Quelle production possible ?
Les ressources en place sont considérables : plusieurs centaines de milliards de tonnes (environ 500, à comparer à environ 180 milliards de tonnes de réserves prouvées pour le pétrole conventionnel). Mais il y a loin de la coupe aux lèvres, parce que :
- Une partie de ce pétrole n’est pas extractible avec un rendement énergétique positif (il faut donc dépenser plus de 1 baril-equivalent de pétrole pour extraire un baril de pétrole, et cela rend l’extraction non rentable – en fait la limite économique est même deux fois plus basse : si il faut plus d’un demi-baril-équivalent pour extraire un baril, il n’y a pas d’exploitation rentable possible),
- les installations d’exploitation sont très capitalistiques par unité de débit, comme pour le CTL : dans le pétrole conventionnel, il faut investir environ 20.000 $ pour extraire un baril par jour, alors que pour les sables canadiens, par exemple, c’est plutôt 200.000 $ qu’il faut investir pour produire un baril par jour.
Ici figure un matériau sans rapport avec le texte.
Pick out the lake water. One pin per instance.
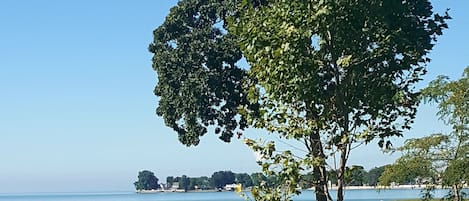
(350, 195)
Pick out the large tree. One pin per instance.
(442, 157)
(146, 181)
(328, 73)
(335, 73)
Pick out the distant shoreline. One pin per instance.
(394, 187)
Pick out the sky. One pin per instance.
(77, 110)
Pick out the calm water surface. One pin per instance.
(350, 195)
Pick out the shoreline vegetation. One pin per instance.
(394, 187)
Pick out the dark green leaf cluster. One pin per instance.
(199, 83)
(349, 65)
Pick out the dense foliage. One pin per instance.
(328, 73)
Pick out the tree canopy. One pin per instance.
(442, 157)
(328, 73)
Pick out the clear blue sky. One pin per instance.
(77, 104)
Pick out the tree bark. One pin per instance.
(319, 170)
(340, 176)
(456, 193)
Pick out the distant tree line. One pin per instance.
(354, 176)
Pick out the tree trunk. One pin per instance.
(340, 176)
(319, 170)
(457, 196)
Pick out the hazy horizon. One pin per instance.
(77, 104)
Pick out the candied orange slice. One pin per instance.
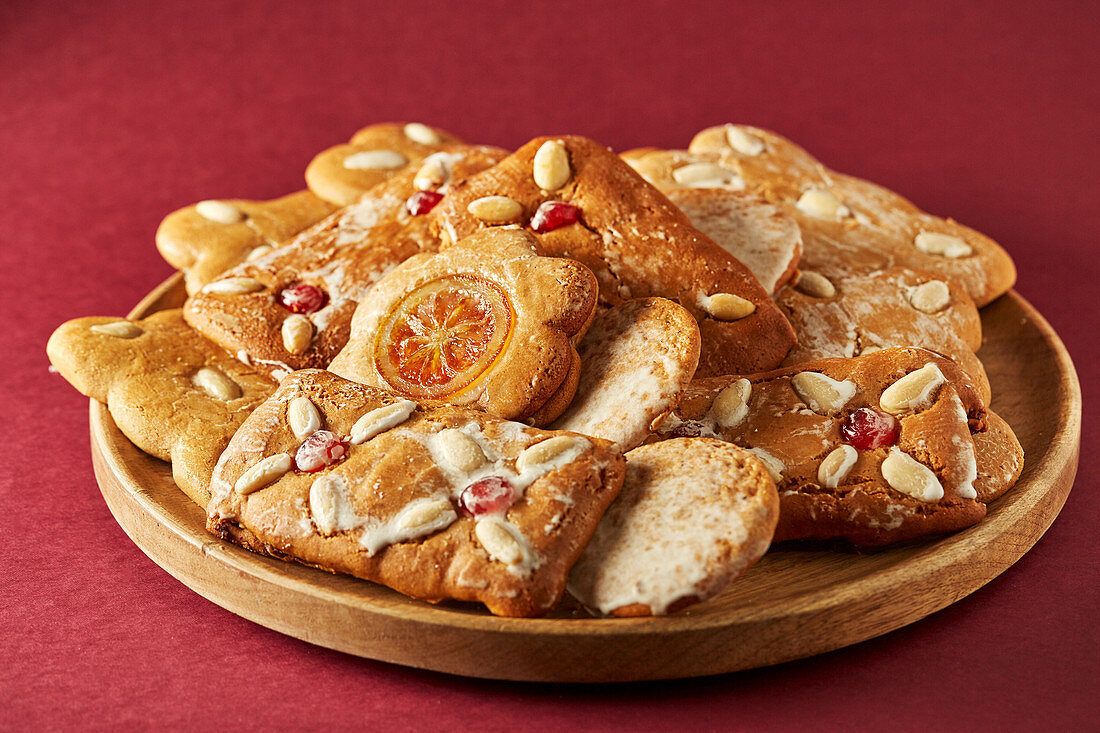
(442, 336)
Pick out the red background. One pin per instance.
(112, 115)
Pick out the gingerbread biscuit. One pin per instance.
(759, 234)
(172, 393)
(849, 225)
(208, 238)
(1000, 459)
(584, 203)
(292, 308)
(892, 307)
(873, 449)
(343, 173)
(636, 360)
(437, 503)
(486, 324)
(693, 515)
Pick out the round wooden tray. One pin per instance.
(794, 603)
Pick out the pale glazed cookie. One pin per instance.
(893, 307)
(873, 449)
(1000, 459)
(693, 515)
(437, 503)
(208, 238)
(486, 324)
(584, 203)
(173, 393)
(761, 236)
(636, 360)
(292, 308)
(850, 225)
(343, 173)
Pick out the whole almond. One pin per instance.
(550, 167)
(216, 383)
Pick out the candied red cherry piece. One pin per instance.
(867, 429)
(319, 450)
(422, 201)
(303, 297)
(487, 495)
(552, 215)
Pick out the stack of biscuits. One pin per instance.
(474, 374)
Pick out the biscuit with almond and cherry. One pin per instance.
(439, 503)
(292, 307)
(850, 226)
(208, 238)
(875, 449)
(582, 201)
(173, 393)
(343, 173)
(487, 324)
(693, 515)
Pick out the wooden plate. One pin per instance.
(793, 603)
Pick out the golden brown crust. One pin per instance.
(388, 473)
(637, 243)
(151, 384)
(334, 176)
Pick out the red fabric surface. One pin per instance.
(112, 115)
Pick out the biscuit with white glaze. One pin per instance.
(693, 515)
(437, 503)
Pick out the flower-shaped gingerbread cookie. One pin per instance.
(343, 173)
(208, 238)
(873, 449)
(292, 307)
(172, 392)
(849, 225)
(486, 324)
(583, 201)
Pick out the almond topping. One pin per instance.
(910, 477)
(946, 245)
(550, 168)
(304, 417)
(743, 142)
(705, 175)
(495, 209)
(219, 211)
(726, 306)
(120, 329)
(421, 133)
(233, 286)
(460, 450)
(823, 394)
(297, 334)
(381, 419)
(732, 404)
(546, 451)
(823, 205)
(814, 284)
(266, 471)
(375, 160)
(216, 384)
(427, 515)
(836, 467)
(912, 392)
(498, 542)
(931, 297)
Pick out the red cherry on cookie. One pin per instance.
(319, 450)
(552, 215)
(422, 201)
(868, 429)
(487, 495)
(303, 297)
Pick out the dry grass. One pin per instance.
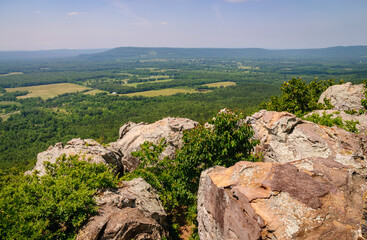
(94, 92)
(9, 74)
(220, 84)
(49, 90)
(162, 92)
(7, 115)
(136, 84)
La production ne peut donc pas croître aussi vite avec ces ressources qu’avec un gisement de pétrole conventionnel.
Ceci expliquant cela, les réserves prouvées avancées par le Canada se limitent actuellement à 23 milliards de tonnes, alors que, encore une fois, les ressources en place sont plus de 10 fois supérieures. Les deux graphiques suivants présentent des hypothèses possibles de production pour ces ressources.
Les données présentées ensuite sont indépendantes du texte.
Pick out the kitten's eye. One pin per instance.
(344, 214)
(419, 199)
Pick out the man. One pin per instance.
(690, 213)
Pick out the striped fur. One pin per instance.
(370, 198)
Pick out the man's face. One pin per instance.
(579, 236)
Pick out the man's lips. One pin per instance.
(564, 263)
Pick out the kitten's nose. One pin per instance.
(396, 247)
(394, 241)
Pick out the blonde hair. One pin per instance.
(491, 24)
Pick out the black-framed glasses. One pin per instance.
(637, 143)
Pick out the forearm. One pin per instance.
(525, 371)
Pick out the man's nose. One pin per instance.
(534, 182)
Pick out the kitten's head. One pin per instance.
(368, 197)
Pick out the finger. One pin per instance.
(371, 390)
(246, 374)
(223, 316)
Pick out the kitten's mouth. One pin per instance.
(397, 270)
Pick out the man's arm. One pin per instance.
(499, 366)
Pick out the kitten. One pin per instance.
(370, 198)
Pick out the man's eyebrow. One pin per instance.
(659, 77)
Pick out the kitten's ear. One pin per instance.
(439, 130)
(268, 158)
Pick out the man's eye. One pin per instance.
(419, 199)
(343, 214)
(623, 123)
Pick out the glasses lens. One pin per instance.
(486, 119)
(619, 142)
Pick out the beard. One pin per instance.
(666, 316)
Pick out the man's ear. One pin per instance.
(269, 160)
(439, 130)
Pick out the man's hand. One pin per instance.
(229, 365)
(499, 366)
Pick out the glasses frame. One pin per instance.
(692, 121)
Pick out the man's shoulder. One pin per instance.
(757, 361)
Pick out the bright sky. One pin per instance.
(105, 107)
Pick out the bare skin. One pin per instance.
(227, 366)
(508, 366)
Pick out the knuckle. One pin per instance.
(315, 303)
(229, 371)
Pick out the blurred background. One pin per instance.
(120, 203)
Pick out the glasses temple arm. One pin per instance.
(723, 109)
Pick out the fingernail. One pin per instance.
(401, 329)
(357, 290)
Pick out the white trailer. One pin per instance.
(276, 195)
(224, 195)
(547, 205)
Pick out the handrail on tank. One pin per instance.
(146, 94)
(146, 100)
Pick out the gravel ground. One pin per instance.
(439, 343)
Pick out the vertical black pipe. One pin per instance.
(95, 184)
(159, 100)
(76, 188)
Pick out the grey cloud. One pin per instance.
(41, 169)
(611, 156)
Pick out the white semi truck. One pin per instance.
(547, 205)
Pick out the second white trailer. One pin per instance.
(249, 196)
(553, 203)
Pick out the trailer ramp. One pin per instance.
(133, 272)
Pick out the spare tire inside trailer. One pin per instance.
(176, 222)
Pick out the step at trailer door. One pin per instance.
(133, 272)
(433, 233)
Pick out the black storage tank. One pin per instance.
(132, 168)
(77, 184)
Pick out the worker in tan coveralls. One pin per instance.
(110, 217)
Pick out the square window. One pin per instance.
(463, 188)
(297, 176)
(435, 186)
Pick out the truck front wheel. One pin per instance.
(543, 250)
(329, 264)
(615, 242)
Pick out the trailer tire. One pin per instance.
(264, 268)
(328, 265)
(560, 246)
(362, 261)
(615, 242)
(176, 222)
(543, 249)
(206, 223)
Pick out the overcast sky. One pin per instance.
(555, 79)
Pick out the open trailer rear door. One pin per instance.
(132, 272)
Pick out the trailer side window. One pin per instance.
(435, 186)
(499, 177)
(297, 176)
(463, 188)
Un exemple de profil de production possible pour les bitumes canadiens, en milliards de barils par an.
(la production mondiale de pétrole, en 2010, est de 30 milliards de barils par an).
La courbe suit jusqu’en 2015 la projection de l’association canadienne des ingénieurs du pétrole, prolonge la croissance jusqu’en 2030 avec un triplement de la production par rapport à 2010, puis suppose une constance ensuite. La production cumulée en 2100 est alors de 140 milliards de barils environ, soit de 1/3 à la moitié des réserves ultimes.
Source : « Transport energy futures: long-term oil supply trends and projections », Australian Government, Department of Infrastructure, Transport, Regional Development and Local Government, Bureau of Infrastructure, Transport and Regional Economics (BITRE), Canberra (Australie), 2009.
Un exemple de profil de production possible pour les extra-lourds du Venezuela, en milliards de barils par an.
La courbe se base aussi sur un triplement de la production d’ici à 2030 puis une constance ensuite. La production cumulée en 2100 est alors de 60 milliards de barils environ, soit environ 20% des réserves ultimes.
Source : « Transport energy futures: long-term oil supply trends and projections », Australian Government, Department of Infrastructure, Transport, Regional Development and Local Government, Bureau of Infrastructure, Transport and Regional Economics (BITRE), Canberra (Australie), 2009.
Ces pétroles non conventionnels sont désormais pris en compte dans les simulations sur la production future. Le graphique ci-dessous montre que ces hydrocarbures non conventionnels permettent d’envisager un décalage du pic de production mondial de 5 à 10 ans pour les « liquides », mais guère plus.
Simulation de la production mondiale de « liquides » (pétrole et tout ce qui y ressemble).
Le trait vertical situe 2010. Avec cette simulation le maximum historique de la production se situe dans la décennie 2010. L’apport des extra-lourds et de l’offshore profond (donc l’ensemble du non conventionnel) et du CTL est significatif après le pic, mais ne change pas fondamentalement la date de ce dernier.
Source : « Transport energy futures: long-term oil supply trends and projections », Australian Government, Department of Infrastructure, Transport, Regional Development and Local Government, Bureau of Infrastructure, Transport and Regional Economics (BITRE), Canberra (Australie), 2009.